Janine invites us to look again, lose yourself in the romance of life and celebrate the simple moments captured in her joyous colourful paintings that epitomize wellbeing.
Wendy is an artist known as WendyKA, a name that identifies her place of birth and her heritage country.
Wendy is an active community member and has worked on the Minnawarra Festival in Armadale and is a member of a local Aboriginal and Torres Strait Islander Advisory Group. She also facilitates arts workshops for Aboriginal women.
Her work is held in the permanent collection of the Berndt Museum of Anthropology, University of Western Australia. She loves using vibrant colours and detail in her artwork.
Wendy began painting early 2000. Painting provides her with the opportunity to share her Aboriginal stories and artistic talent for projects that are needed in the communities. She was inspired to paint by her mother, who was from the Stolen Generation.
Wendy has found art to be a very powerful tool for educational purposes and also in the community and business sector. She regularly shares stories and trains others to mix colours and actively encourages the young children and youth to get involved in art workshops.
We’d like to acknowledge Steve Brown, Addellamay Ryder-Bartley and Catherine Bynder for kindly donating their painting of their interpretation of Wellbeing to raise funds at our Exhibition and corporate auction.
Steve Brown is a Perth based artist, specializing in a range of mediums from pencil to acrylic paint. He has worked on storyboards for films like Red Dog and A Few Less Men, as well as having been a part of many group exhibitions and solo shows.

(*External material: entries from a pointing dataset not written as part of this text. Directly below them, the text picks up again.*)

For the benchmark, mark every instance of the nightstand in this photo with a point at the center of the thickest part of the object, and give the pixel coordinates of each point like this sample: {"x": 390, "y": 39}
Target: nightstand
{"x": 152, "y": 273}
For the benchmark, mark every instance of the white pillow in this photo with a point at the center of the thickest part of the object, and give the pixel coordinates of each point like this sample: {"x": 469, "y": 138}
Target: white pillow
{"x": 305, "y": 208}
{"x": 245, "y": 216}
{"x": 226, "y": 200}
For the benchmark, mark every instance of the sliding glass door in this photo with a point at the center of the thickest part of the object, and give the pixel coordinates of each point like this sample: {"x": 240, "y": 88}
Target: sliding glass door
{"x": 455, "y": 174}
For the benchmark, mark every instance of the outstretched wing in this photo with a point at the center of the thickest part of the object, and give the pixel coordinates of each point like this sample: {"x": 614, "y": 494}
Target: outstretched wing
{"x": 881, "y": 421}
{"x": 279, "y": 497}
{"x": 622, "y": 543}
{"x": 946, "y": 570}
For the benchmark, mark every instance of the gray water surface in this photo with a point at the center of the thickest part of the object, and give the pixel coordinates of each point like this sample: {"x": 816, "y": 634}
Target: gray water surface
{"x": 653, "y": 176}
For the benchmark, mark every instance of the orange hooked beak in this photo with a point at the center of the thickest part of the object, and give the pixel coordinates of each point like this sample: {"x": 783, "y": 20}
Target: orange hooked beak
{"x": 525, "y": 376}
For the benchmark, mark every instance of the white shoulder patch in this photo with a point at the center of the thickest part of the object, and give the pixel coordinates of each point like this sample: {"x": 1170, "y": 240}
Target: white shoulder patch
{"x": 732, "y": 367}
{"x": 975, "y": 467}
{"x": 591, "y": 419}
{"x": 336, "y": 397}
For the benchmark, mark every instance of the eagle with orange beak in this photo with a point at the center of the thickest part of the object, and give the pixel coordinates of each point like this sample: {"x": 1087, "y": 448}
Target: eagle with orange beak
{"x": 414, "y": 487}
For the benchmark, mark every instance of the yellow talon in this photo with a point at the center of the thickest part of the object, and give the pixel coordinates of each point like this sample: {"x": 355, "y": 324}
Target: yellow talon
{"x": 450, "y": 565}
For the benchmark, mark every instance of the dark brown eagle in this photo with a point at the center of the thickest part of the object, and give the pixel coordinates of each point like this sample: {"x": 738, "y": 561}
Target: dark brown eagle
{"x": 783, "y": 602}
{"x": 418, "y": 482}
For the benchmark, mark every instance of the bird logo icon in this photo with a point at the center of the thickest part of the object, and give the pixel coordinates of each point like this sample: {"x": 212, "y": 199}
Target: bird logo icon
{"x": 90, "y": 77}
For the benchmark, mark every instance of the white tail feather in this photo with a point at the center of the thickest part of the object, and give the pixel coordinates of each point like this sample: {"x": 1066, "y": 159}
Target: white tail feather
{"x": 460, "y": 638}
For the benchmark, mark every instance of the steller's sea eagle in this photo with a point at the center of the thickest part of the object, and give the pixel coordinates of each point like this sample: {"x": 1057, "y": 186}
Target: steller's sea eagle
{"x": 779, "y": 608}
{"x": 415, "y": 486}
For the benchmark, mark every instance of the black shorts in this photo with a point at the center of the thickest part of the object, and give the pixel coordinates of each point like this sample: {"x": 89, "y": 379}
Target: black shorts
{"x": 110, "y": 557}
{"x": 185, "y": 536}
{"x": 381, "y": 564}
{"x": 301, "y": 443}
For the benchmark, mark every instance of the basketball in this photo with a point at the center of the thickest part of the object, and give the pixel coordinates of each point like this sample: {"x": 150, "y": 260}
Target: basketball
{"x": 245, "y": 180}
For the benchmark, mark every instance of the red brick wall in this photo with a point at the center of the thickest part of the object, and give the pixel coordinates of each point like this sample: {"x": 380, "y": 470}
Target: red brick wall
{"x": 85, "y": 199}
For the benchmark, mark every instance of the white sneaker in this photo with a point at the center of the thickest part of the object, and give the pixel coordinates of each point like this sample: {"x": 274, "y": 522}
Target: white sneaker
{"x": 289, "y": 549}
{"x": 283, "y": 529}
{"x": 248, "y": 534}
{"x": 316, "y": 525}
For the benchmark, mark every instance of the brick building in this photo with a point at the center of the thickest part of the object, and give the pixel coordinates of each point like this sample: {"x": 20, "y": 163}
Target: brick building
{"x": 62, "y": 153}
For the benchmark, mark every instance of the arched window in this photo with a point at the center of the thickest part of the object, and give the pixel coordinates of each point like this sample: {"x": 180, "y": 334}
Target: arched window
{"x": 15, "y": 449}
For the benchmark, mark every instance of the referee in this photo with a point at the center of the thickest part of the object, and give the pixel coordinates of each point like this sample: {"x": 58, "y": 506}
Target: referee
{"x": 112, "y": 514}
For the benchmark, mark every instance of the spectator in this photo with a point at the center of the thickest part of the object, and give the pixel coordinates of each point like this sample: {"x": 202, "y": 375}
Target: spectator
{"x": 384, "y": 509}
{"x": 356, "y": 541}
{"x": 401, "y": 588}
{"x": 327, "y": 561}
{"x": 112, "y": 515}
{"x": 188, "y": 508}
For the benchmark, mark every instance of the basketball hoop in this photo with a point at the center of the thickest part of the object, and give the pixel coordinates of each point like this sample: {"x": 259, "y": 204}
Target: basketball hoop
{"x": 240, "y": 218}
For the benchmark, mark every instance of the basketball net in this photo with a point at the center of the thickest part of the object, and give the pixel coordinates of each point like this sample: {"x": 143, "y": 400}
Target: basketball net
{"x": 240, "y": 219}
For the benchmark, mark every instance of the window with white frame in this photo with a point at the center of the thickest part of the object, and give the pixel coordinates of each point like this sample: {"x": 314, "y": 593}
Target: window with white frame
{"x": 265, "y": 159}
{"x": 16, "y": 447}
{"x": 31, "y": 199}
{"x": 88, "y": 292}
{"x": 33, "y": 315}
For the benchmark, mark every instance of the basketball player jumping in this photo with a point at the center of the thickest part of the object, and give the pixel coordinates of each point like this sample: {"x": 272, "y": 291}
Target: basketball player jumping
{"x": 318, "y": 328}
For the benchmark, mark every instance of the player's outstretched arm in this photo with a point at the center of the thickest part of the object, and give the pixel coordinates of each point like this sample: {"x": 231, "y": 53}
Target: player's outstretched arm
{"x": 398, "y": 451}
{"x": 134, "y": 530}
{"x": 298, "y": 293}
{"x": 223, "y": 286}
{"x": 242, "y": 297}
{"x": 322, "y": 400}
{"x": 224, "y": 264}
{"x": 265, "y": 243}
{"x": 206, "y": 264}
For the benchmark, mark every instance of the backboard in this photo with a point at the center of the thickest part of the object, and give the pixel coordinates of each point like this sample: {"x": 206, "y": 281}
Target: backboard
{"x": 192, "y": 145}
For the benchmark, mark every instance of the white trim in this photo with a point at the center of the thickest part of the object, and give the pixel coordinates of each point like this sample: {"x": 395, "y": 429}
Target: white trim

Steve also runs art and film workshops at hospitals, with community groups and with disabled youth.
Addellamay Ryder-Bartley is a proud Yuet woman from Mukinbudin, a mother of three girls and grandmother of 12. As a committee member of Langford Aboriginal Association and a participant in their programs, she has been given opportunities to manage art stalls at festivals and NAIDOC events, which has enabled her to promote, mentor and support emerging artists.
Catherine is a proud cultural Nyoongar, Budimia, Yamatji woman from Mt Magnet, and the Mullewa region. A mother of three, grandmother of 16, and great grandmother of five, she is also a Committee Member of the Langford Aboriginal Association and volunteers her time to co-ordinate the Moorditj Art and Yarning group each week.
She is the winner of the WA NAIDOC Artist of the year award for 2016 and considers Artwork as a way of healing to keep her mentally, spiritually and physically happy.
Richmond Wellbeing acknowledges the land on which we stand is Nyoongar country. We pay our respects to Nyoongar Elders past and present, acknowledging them as the holders of wisdom and culture, and extend our respect to all Elders and Aboriginal and Torres Strait Islander people across Australia.